Would potentially be a useful augmentation to a digital comic book reader, refocusing from panel to panel in sequence. Not to mention making comic book content more accessible.

5 comments

This is such a good resource! Thank you!
Is that solvable? It's my personal experience that humans can't reliably do that; I could imagine a machine doing better, but I'm not sure what information it would be working with.
I feel the problem is you often read some panels in the wrong order, but when you read them you realize the order is wrong after the fact, based on the text. The AI could probably use the text as additional information for determining the order.

Would probably never be perfect, but if it gets it right in all but a few outlying cases, that should be good enough.

Counterpoint; isn't reading and re-reading the page after figuring out the intended order part of the experience?

Take video games. From Software games tell stories through breadcrumbs; locations, speech lines, item descriptions, and only over time can you start to connect the dots.

Sure, you can watch a youtuber connect the dots for you, show you what you've missed, and make you aware of your own mental limitations. But it's not the same.

These programs would probably be useful to speed up the translation of comics, for example there are hundreds of thousands of Japanese self-published works and many of them do not have a translation.
Crunchyroll used to offer a guided reading experience for some of their manga.

You could probably build a tool that tags each panel and attempts to figure out the order, and then have a human editor do a validation pass. If you have enough people reading a series you can probably crowdsource the panel sequence.

Kindle just added one. I find it annoying because I can't remember how to edit the single-panel mode once you get into it.
Files in ACBF format include panel metadata. So there should be lots of training data.

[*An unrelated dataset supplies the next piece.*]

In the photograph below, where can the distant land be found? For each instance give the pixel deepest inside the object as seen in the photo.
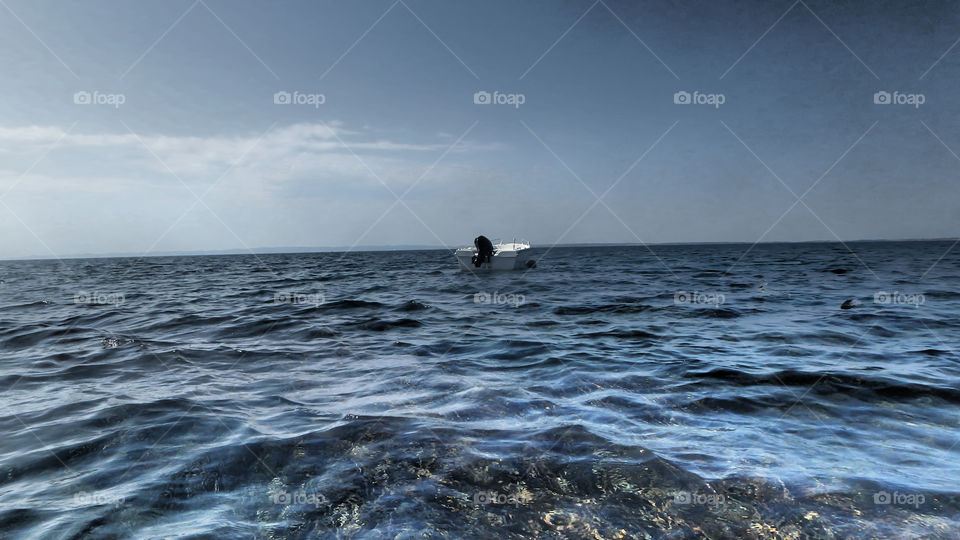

- https://launchpad.net/acbf

That sounds similar to having an AI explain where you should be looking in a painting, or where to pay attention in a movie. This might be genuinely useful as an accessibility feature, but I'd also see strong sentiment against it, potentially from the creators of the art.
I'm more of a manga reader then a western comic one, but why would there be sentiment against this? In what way is the reading order of panels up to interpretation?
Focusing manga, the shoujo space for instance has a reputation for using out of frame character positionning and not shying away from composing pages with a visual flow that doesn't follow the actual character speech.

It would be complex to pin a given panel order as canonical when the author is playing games with the reader. I don't think authors would oppose an accesibility feature, but I could see the debate if it was a more prominent, sanctionned way of reading.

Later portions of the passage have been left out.